A review that originally appeared in The Third Alternative #20:-
TIMEQUAKE
Kurt Vonnegut
Vintage pb, 219pp, £5.99
In the year 2001 the world is struck by a cosmic phenomenon known as a timequake, rather like the stylus jumping a groove on a gramophone record (those big black things we used to make do with before CDs came along). Time skips back to 1991 and the intervening ten years begin to repeat themselves, the same events occurring over again in exactly the same order as they did the first time. As a result free will is suspended, leaving people as little more than automata of flesh and blood, doomed to repeat whatever they did before, but fully aware of what is happening. And then, when 2001 comes around again and time snaps back into the groove, after ten years on autopilot they must rediscover the habit of thinking for themselves.

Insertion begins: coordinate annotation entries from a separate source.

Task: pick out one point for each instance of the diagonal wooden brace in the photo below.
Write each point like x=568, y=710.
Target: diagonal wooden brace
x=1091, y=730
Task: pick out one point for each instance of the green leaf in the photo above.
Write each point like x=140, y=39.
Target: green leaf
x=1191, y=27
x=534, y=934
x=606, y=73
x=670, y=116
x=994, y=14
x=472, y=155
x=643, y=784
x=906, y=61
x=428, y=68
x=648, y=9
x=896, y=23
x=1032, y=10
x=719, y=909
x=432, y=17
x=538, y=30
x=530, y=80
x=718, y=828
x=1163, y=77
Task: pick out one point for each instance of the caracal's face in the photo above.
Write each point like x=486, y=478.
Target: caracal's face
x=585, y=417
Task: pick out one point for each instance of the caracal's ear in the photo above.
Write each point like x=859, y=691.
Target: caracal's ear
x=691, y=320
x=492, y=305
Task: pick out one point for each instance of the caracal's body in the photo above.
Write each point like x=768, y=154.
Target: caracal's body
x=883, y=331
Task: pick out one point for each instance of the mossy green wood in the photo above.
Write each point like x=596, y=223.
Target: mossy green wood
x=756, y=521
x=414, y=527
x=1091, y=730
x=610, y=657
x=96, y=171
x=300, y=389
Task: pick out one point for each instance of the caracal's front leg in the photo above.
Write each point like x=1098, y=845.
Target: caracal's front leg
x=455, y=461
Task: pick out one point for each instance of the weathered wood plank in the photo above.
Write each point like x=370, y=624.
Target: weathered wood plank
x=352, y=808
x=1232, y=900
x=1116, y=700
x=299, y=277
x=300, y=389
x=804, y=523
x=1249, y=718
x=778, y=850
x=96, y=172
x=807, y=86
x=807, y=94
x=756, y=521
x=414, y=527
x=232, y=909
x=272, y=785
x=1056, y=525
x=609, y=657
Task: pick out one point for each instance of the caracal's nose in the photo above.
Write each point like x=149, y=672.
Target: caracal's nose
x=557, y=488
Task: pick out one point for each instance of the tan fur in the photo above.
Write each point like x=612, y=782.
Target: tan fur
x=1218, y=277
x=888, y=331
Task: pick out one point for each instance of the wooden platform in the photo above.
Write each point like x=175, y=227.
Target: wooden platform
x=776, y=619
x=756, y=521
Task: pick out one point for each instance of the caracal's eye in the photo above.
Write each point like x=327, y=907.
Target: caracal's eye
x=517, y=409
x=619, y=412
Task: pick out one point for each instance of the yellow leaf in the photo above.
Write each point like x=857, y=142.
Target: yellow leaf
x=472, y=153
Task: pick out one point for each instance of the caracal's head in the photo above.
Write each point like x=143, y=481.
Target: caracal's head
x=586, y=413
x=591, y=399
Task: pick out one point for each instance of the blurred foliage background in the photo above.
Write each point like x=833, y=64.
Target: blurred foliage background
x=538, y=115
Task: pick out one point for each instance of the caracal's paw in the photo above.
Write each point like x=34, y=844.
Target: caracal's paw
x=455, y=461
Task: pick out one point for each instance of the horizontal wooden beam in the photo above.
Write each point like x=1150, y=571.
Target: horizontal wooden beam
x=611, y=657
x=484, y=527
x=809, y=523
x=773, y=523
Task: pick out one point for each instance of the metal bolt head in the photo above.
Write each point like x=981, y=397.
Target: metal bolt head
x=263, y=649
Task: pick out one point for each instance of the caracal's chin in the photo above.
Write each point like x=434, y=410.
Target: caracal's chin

Such is the staggering concept behind Timequake, Vonnegut’s first novel in over a decade and a book that sees him back at the top of his form. While Vonnegut might eschew the label science fiction, or any label for that matter, his best work is informed by that elusive quality ‘sense of wonder’ prized so highly by devotees of the genre. The difference is that for Vonnegut wonder has little or nothing to do with scientific theory and cosmic phenomena, but everything to do with outwardly ordinary people, and it is in creating such people and showing them as truly remarkable that this writer excels. The timequake is simply a facilitating device, important only in that it permits Vonnegut to discuss the things that most concern him in his twilight years.
There’s the sense of a man in a hurry about this book, a writer who wants to get everything down on paper before it’s too late. As with many of Vonnegut’s other books, most famously in Slaughterhouse 5, fact and fiction merge to create a patchwork that is neither one thing nor the other. The author uses whatever material is at hand. We get anecdotes from his own life, moving portraits of the people he loves, family and friends, his views about writing, religion, science and so much else besides, all of it expressed with wit and compassion. We also get the final chapters in the life of Vonnegut’s sometime alter-ego Kilgore Trout, the world’s most prolific and least successful writer of sf, together with some fine examples of the quirky stories that are his stock in trade.
Reading Timequake is like sitting down to a long, open ended conversation with an old friend we haven’t seen in a while, someone who is a little bit wiser than we are but has the good sense and common decency not to rub our noses in the fact. Recommended without reservation.